We do not think it is appropriate in this case to make ICANN as a
regulator to watch and prohibit the Domain Monetization practices per
se. Instead, on behalf of ordinary Internet users, we call upon those
commercial enterprises such as Google or Overture to take appropriate
measures such as to stop paying for clicks on pages with no content,
thereby dealing with a problem that is not limited to typo and expired
domains. We've seen click arbitrage, people buying Google ads to drive
traffic to pages that are simply other Google ads. This kind of
self-generating traffic for pay-per-click advertising is confusing and
unnecessary for ordinary Internet users and, in the long run, not
healthy for the development of Internet as a whole.
Since Domain monetization is a relatively new phenomena, the impact to
the ordinary users and the wider Internet community is hard to measure
at this point. It seems clear, however, that it does not improve the
user experience at all. We think it is worth to keep watching on how
it develops and may seek for specific actions when we have clearer
understanding of measurable impact.
Background and Rationale on Domain Tasting
"Domain tasting" is the term used to describe the use of the five-day
add grace period to register domains without paying for them and find
those domains which generate certain traffic for pay-per-click
advertisements. We think these are unfair acts: somewhere between
larceny and extortion, because the registration cost is zero and the
purpose of these registrations is just to make money by taking
advantage of automated bulk registration to exploit the domain names,
which are in essence 'public goods', and not the real property of
anyone.
As many people have noted, this practice is exploiting a loophole that
shouldn't exist in the first place. There was a great deal of debate
both in the ICANN community about the deletion grace period, but none
at all about add grace which was apparently tossed into the package by
an ICANN staffer without asking anyone. So says Karl Auerbach, who was
on the board at the time, and we haven't seen anything to the contrary
from any other board member.
As Bob Parsons, CEO and Founder of Go Daddy, wrote in his blog:
Millions of good .COM domain names – on any given day over
3.5 million
and climbing — are unfairly made unavailable to small businesses and
others who would actually register and use them in ways for which the
names were intended. Many times businesses accidentally let their
domain names expire.

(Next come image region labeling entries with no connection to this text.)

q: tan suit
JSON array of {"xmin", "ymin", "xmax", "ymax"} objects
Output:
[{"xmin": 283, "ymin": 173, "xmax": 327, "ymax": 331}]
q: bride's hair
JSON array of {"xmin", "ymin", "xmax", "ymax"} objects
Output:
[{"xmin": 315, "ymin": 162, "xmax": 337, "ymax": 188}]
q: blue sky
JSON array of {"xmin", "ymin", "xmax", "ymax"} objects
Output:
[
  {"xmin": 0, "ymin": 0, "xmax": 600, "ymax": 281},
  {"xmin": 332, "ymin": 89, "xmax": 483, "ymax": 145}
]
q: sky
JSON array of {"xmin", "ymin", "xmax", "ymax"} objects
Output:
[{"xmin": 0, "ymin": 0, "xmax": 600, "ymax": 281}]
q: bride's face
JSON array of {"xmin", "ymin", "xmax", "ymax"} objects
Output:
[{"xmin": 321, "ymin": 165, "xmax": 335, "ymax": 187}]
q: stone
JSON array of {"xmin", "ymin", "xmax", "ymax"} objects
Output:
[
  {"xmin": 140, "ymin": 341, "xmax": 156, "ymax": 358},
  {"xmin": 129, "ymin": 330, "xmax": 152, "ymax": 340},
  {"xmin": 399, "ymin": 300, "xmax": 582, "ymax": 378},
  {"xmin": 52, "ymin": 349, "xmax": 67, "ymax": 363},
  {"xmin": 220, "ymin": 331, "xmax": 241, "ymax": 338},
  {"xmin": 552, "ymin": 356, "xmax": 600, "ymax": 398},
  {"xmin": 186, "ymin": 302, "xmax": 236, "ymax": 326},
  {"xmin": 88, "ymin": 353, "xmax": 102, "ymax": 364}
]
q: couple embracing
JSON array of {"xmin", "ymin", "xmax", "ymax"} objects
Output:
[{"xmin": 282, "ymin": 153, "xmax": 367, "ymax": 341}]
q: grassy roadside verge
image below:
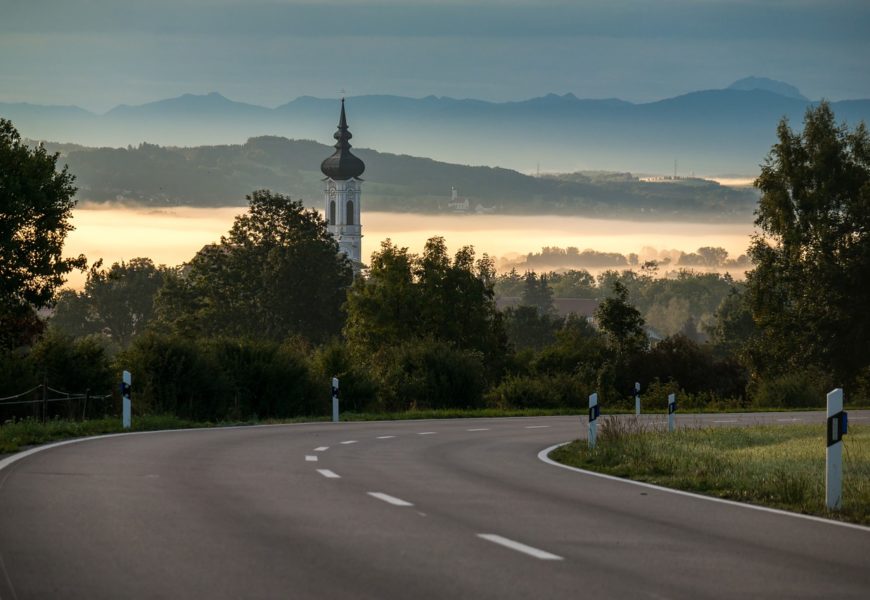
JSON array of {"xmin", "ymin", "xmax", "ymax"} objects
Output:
[{"xmin": 550, "ymin": 417, "xmax": 870, "ymax": 525}]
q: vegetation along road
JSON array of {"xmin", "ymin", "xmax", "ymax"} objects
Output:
[{"xmin": 0, "ymin": 411, "xmax": 870, "ymax": 600}]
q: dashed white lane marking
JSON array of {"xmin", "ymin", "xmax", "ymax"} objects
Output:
[
  {"xmin": 477, "ymin": 533, "xmax": 562, "ymax": 560},
  {"xmin": 368, "ymin": 492, "xmax": 414, "ymax": 506}
]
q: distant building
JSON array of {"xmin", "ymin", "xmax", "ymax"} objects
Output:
[
  {"xmin": 320, "ymin": 98, "xmax": 366, "ymax": 270},
  {"xmin": 495, "ymin": 296, "xmax": 601, "ymax": 323},
  {"xmin": 447, "ymin": 187, "xmax": 470, "ymax": 212},
  {"xmin": 447, "ymin": 187, "xmax": 495, "ymax": 215}
]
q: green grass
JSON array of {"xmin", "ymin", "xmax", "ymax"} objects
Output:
[{"xmin": 550, "ymin": 418, "xmax": 870, "ymax": 524}]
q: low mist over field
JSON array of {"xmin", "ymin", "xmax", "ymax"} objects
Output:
[{"xmin": 66, "ymin": 204, "xmax": 752, "ymax": 288}]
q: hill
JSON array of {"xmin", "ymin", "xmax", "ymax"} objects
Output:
[
  {"xmin": 0, "ymin": 77, "xmax": 870, "ymax": 175},
  {"xmin": 46, "ymin": 136, "xmax": 756, "ymax": 221}
]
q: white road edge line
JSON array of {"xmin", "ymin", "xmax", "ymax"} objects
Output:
[
  {"xmin": 477, "ymin": 533, "xmax": 564, "ymax": 560},
  {"xmin": 367, "ymin": 492, "xmax": 414, "ymax": 506},
  {"xmin": 538, "ymin": 442, "xmax": 870, "ymax": 533}
]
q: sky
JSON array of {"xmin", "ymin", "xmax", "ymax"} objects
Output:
[{"xmin": 0, "ymin": 0, "xmax": 870, "ymax": 112}]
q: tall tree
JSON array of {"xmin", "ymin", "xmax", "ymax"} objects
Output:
[
  {"xmin": 0, "ymin": 119, "xmax": 86, "ymax": 347},
  {"xmin": 520, "ymin": 271, "xmax": 556, "ymax": 315},
  {"xmin": 345, "ymin": 237, "xmax": 507, "ymax": 366},
  {"xmin": 747, "ymin": 102, "xmax": 870, "ymax": 384},
  {"xmin": 595, "ymin": 281, "xmax": 647, "ymax": 359},
  {"xmin": 51, "ymin": 258, "xmax": 166, "ymax": 346},
  {"xmin": 157, "ymin": 190, "xmax": 353, "ymax": 342}
]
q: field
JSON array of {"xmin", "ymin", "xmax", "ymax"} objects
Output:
[{"xmin": 550, "ymin": 417, "xmax": 870, "ymax": 524}]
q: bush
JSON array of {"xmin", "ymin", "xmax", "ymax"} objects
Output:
[
  {"xmin": 117, "ymin": 333, "xmax": 326, "ymax": 421},
  {"xmin": 115, "ymin": 333, "xmax": 216, "ymax": 419},
  {"xmin": 28, "ymin": 331, "xmax": 116, "ymax": 395},
  {"xmin": 311, "ymin": 340, "xmax": 378, "ymax": 412},
  {"xmin": 752, "ymin": 370, "xmax": 834, "ymax": 408},
  {"xmin": 372, "ymin": 340, "xmax": 485, "ymax": 411},
  {"xmin": 486, "ymin": 373, "xmax": 594, "ymax": 410}
]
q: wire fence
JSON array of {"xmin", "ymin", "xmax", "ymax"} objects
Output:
[{"xmin": 0, "ymin": 383, "xmax": 117, "ymax": 425}]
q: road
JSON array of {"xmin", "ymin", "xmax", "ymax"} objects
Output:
[{"xmin": 0, "ymin": 413, "xmax": 870, "ymax": 600}]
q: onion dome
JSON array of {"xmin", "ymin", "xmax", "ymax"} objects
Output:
[{"xmin": 320, "ymin": 98, "xmax": 366, "ymax": 181}]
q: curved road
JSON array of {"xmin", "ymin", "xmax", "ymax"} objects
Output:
[{"xmin": 0, "ymin": 413, "xmax": 870, "ymax": 600}]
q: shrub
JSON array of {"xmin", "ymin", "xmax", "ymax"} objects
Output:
[
  {"xmin": 486, "ymin": 373, "xmax": 594, "ymax": 410},
  {"xmin": 311, "ymin": 340, "xmax": 377, "ymax": 412},
  {"xmin": 372, "ymin": 340, "xmax": 485, "ymax": 411},
  {"xmin": 752, "ymin": 370, "xmax": 834, "ymax": 408}
]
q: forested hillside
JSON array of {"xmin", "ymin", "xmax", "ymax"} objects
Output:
[{"xmin": 39, "ymin": 136, "xmax": 757, "ymax": 221}]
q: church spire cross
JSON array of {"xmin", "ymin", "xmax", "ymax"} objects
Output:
[{"xmin": 320, "ymin": 98, "xmax": 366, "ymax": 181}]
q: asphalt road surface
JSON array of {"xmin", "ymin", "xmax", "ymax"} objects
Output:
[{"xmin": 0, "ymin": 412, "xmax": 870, "ymax": 600}]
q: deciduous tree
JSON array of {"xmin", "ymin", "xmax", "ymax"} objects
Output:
[
  {"xmin": 0, "ymin": 119, "xmax": 85, "ymax": 347},
  {"xmin": 747, "ymin": 102, "xmax": 870, "ymax": 384}
]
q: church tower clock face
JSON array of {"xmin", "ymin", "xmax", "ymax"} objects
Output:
[{"xmin": 320, "ymin": 99, "xmax": 365, "ymax": 272}]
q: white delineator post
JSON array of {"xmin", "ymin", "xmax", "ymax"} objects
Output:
[
  {"xmin": 121, "ymin": 371, "xmax": 133, "ymax": 429},
  {"xmin": 586, "ymin": 393, "xmax": 600, "ymax": 448},
  {"xmin": 332, "ymin": 377, "xmax": 338, "ymax": 423},
  {"xmin": 825, "ymin": 388, "xmax": 848, "ymax": 510}
]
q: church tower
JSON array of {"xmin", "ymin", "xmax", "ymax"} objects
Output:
[{"xmin": 320, "ymin": 98, "xmax": 366, "ymax": 268}]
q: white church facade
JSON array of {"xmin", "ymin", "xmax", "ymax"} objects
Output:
[{"xmin": 320, "ymin": 98, "xmax": 366, "ymax": 269}]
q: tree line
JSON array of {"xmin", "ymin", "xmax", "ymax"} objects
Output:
[{"xmin": 0, "ymin": 103, "xmax": 870, "ymax": 420}]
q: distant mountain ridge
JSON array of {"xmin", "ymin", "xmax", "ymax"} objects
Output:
[
  {"xmin": 34, "ymin": 136, "xmax": 756, "ymax": 222},
  {"xmin": 0, "ymin": 77, "xmax": 870, "ymax": 175}
]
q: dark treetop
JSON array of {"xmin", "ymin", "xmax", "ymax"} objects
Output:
[{"xmin": 320, "ymin": 98, "xmax": 366, "ymax": 180}]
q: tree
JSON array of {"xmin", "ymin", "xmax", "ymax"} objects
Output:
[
  {"xmin": 51, "ymin": 258, "xmax": 167, "ymax": 346},
  {"xmin": 345, "ymin": 237, "xmax": 507, "ymax": 372},
  {"xmin": 747, "ymin": 102, "xmax": 870, "ymax": 384},
  {"xmin": 157, "ymin": 190, "xmax": 353, "ymax": 342},
  {"xmin": 520, "ymin": 271, "xmax": 556, "ymax": 315},
  {"xmin": 0, "ymin": 119, "xmax": 86, "ymax": 347},
  {"xmin": 595, "ymin": 281, "xmax": 647, "ymax": 359}
]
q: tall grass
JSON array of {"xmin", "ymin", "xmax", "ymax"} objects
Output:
[{"xmin": 552, "ymin": 417, "xmax": 870, "ymax": 524}]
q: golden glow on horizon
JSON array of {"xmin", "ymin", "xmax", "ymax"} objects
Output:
[{"xmin": 64, "ymin": 205, "xmax": 752, "ymax": 288}]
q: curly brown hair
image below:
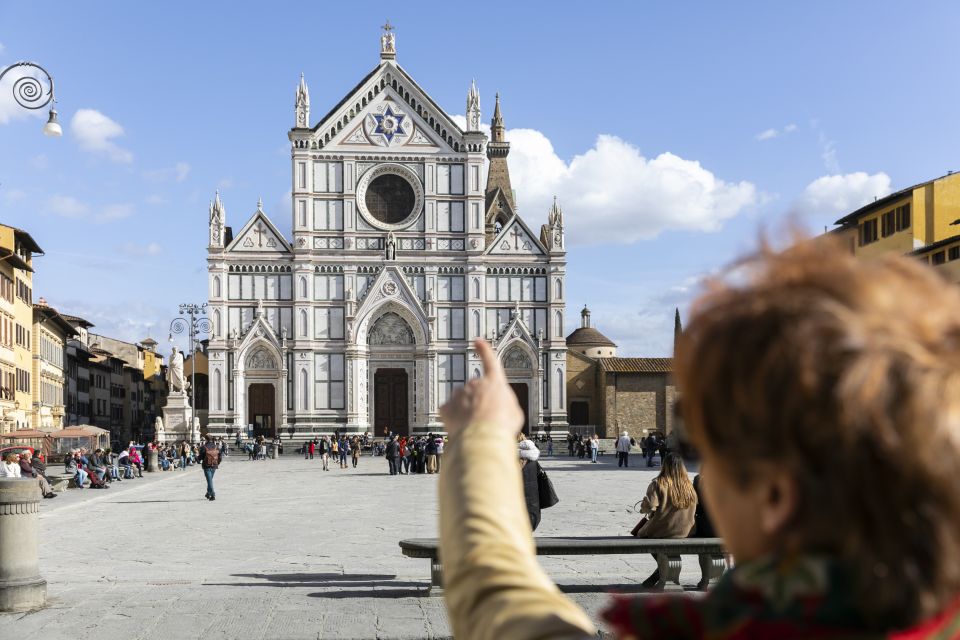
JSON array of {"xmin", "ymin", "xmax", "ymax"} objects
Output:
[{"xmin": 674, "ymin": 238, "xmax": 960, "ymax": 628}]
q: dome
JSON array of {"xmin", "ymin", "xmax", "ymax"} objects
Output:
[{"xmin": 567, "ymin": 327, "xmax": 617, "ymax": 347}]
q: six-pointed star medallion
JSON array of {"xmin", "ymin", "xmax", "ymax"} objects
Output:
[{"xmin": 373, "ymin": 106, "xmax": 406, "ymax": 144}]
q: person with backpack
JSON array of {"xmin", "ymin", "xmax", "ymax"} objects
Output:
[{"xmin": 200, "ymin": 435, "xmax": 223, "ymax": 501}]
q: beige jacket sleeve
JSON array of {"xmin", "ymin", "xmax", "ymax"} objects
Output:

When they go to renew them, they find they have
been snapped up – and taken away with a huge expensive hassle to
follow – by an add/drop registrar.
The usual explanation of domain tasting says that the registrars
register millions of domains, watch the traffic, and then after 4.9
days they delete the ones that don't seem likely to make back the
US$6.00 registration fee. Often they just delete them all and then
reregister what they can a few minutes later until they find the
domains that produce enough traffic to yield a return well above the
registration fee.
The add grace period is just a mistake. The problem it purports to
solve is not and never was an important one. If you let an important
domain expire, you risk losing the entire investment made in that
domain over many years. But if one registers a domain by mistake, the
most one risks is the ten or twenty dollars you paid to register it.